Craig Wallace and Jeff Allin in Round House Theatre’s production of ‘Permanent Collection’.
Photo by Danisha Crosby

“You can’t be on both sides.” So says Sterling North (Craig Wallace), the new director of a private suburban art museum in Thomas Gibbons’ trenchant, provocative Permanent Collection. Sterling knows exactly which side he’s on, and so does his opposition, the museum’s education director Paul Barrow (Jeff Allin). The two are so far into their respective sides that they can barely see the middle ground, let alone one another.

The tension arises when Sterling, who is African-American, discovers a number of important works of African art in the museum’s storage. The museum has a number of similar works on display amid the scores of Cézannes, Picassos, and Renoirs that dominate the collection, and North feels there is room for eight more to come out of the basement. He seeks to put them in the gallery’s public collection, despite another stipulation of the will that dictates that not a single piece on display may ever be moved, replaced, or changed in any way. He initiates a discrimination suit to challenge the will, and Paul, who is white, stands in his way as the self-appointed defender of the founder’s legacy and vision.

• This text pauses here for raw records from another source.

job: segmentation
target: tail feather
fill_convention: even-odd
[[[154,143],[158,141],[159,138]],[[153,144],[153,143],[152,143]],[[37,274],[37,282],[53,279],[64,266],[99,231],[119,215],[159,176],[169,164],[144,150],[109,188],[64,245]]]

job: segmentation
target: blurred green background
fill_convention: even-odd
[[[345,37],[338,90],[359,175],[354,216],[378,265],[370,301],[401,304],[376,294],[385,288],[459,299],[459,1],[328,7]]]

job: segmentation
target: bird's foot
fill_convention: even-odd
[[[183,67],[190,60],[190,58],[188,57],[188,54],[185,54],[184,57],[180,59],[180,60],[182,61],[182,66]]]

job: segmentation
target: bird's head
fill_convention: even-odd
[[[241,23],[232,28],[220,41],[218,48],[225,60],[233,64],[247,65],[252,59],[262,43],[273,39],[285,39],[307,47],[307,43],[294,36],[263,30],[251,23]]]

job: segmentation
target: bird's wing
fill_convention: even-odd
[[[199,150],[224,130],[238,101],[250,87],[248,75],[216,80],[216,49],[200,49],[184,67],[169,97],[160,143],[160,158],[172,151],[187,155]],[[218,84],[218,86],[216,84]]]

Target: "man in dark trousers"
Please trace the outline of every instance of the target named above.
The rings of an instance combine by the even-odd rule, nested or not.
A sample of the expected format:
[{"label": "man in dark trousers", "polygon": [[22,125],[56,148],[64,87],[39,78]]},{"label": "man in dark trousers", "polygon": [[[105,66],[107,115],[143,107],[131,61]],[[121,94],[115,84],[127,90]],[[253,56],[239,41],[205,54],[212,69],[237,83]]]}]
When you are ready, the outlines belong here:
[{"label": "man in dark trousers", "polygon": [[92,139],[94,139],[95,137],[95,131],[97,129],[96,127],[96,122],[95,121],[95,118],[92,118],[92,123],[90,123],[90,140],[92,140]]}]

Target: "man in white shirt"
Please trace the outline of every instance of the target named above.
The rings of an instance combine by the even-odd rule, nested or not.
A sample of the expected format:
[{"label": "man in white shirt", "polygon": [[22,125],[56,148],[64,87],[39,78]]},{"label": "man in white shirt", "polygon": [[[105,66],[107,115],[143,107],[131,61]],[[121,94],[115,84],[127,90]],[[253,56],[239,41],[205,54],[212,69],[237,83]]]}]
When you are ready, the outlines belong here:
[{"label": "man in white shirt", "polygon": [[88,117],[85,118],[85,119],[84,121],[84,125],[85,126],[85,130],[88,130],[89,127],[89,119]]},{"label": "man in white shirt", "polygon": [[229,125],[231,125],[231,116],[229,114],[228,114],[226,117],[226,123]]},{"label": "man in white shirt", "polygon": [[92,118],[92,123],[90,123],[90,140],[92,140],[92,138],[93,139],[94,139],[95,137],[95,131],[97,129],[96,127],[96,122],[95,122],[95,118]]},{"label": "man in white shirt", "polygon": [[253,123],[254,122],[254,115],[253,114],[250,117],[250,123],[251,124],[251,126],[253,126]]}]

What follows is a downward spiral of acrimonious bickering, particularly nasty name-calling, resolute stubbornness, and legal action. Neither man is willing to back down. Part of the wonder of Gibbons’ script is that even as he paints both of them as completely unreasonable men blinded by their convictions, he often allows them both completely valid and supportable points of view. As the two push and pull at each other, always oblivious to the effects of the one person stuck in the middle, North’s assistant and Barrows’ friend Kanika (Jessica Francis Dukes), the writer makes it easy to identify with both, either, or neither as the arguments wear on.